'Yet I do not understand why he should murder the Count.'

'Do you not?' The Princess laughed a little, quite mirthlessly. 'It is not difficult to reconstruct the happening. Spigno was dressed, and so was he. Spigno suspected him, and followed him last night to watch him. The scoundrel's bold appearance at court was his one mistake, his inexplicable imprudence. Spigno taxed him with it on his return, pressed him, perhaps, with questions that unmasked him, and so to save his own skin this Bellarion slew the Count. Why else are the others all fled? Because they know themselves detected. Is it not all crystal clear?'

The Lady Dionara shook her head. 'If it was your brother's ruin the Marquis Theodore plotted, this surely frustrates his own ends. If it were as you say, Messer Bellarion would have spoken out boldly in court, and told his tale.
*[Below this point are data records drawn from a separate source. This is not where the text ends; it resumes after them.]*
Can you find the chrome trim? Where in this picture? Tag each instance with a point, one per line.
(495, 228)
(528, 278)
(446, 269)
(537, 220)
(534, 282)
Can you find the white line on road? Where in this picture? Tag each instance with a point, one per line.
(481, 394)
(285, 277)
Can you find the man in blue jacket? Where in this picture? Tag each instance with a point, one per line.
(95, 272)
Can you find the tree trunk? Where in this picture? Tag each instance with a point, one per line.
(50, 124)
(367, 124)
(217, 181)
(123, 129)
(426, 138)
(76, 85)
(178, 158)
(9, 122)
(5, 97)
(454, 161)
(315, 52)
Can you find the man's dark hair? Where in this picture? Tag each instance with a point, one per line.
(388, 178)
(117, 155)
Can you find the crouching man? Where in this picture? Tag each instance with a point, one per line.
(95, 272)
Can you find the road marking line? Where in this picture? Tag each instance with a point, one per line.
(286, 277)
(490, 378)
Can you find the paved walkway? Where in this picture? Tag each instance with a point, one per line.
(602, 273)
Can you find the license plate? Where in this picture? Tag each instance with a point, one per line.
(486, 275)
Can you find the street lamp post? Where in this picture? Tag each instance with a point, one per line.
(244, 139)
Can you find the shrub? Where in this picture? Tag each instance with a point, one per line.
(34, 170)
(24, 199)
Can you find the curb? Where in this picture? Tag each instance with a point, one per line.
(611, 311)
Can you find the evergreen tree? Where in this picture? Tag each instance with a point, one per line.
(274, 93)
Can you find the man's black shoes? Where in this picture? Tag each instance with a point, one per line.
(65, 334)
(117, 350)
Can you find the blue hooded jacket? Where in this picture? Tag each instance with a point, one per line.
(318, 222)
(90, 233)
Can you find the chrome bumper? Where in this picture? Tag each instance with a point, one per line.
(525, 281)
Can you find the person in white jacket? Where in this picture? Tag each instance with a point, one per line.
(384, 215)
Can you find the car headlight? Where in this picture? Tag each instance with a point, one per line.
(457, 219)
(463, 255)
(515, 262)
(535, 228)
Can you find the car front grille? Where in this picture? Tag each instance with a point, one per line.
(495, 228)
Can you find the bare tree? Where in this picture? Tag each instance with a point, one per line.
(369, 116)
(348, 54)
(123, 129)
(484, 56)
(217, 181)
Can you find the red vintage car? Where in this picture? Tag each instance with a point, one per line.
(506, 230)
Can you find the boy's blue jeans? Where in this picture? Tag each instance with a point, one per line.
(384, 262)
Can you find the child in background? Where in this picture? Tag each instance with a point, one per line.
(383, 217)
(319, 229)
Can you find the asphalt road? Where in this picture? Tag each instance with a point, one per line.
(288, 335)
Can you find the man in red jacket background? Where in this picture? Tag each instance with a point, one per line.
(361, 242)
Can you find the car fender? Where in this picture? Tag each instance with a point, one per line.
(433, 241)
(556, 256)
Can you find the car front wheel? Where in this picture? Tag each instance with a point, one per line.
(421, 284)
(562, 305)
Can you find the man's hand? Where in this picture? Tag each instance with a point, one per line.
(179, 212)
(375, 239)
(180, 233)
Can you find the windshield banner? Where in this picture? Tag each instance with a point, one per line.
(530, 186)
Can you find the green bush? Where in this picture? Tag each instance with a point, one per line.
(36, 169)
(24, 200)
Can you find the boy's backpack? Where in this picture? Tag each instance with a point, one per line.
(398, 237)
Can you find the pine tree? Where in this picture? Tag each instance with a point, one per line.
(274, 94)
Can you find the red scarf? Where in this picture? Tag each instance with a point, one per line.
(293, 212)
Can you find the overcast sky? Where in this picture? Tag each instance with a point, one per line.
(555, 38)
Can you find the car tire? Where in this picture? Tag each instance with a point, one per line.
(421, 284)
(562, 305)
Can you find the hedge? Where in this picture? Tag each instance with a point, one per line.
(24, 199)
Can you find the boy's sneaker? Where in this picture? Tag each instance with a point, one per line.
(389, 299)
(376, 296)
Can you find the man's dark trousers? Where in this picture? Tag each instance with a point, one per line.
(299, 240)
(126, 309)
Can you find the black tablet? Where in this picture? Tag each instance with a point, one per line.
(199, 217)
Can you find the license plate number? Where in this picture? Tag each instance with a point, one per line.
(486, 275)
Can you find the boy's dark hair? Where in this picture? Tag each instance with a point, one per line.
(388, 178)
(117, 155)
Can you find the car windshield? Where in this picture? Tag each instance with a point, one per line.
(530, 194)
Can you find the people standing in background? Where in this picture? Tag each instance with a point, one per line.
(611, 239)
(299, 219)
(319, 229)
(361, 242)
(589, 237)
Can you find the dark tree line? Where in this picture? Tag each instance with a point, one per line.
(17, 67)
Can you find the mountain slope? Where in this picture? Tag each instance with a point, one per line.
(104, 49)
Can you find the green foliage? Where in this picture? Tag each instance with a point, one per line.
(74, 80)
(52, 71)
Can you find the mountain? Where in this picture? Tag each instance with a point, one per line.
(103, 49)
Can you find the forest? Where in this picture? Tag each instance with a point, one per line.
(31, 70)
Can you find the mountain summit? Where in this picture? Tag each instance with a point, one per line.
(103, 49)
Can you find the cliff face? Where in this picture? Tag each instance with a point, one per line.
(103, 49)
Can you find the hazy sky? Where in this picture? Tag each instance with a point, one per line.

Why, being what you suppose him, should he keep silent, when by speaking he could best serve the Regent's purposes?'

'I do not know,' the Princess confessed, 'nor does any ever know the Regent's purposes. He works quietly, craftily, slowly, and he will never strike until he is sure that the blow must be final. This rogue's conduct was an obedience to the Regent's commands. Did you not see the looks that passed between them? Did you not see that when Messer Aliprandi intervened it was after a whisper from my uncle?'

'But if this man were not what he says he is, what can the intervention avail in the end?'

Madonna Valeria was wholly scornful now. 'He may be what he claims and yet at the same time what I know him to be. Why not? Where is the contradiction? Yet I dare to prophesy. This Messer Bellarion will not again be brought to trial. The means will be afforded him of breaking prison.'

CHAPTER XIV
EVASION

Bellarion was returned to the common gaol, which was perched high upon the city's red wall, to herd once more with the vile pariahs there incarcerated. But not for long. Within an hour came an order for his removal to a diminutive stone chamber whose barred, unglazed window looked out upon a fertile green plain through which the broad, silvery ribbon of the river Po coiled its way towards Lombardy.

Thither a little later in the afternoon came the Marquis Theodore to visit him, in quest of the true facts. Bellarion lied to him as fluently as he had lied earlier to the Podestà. But no longer with the same falsehoods.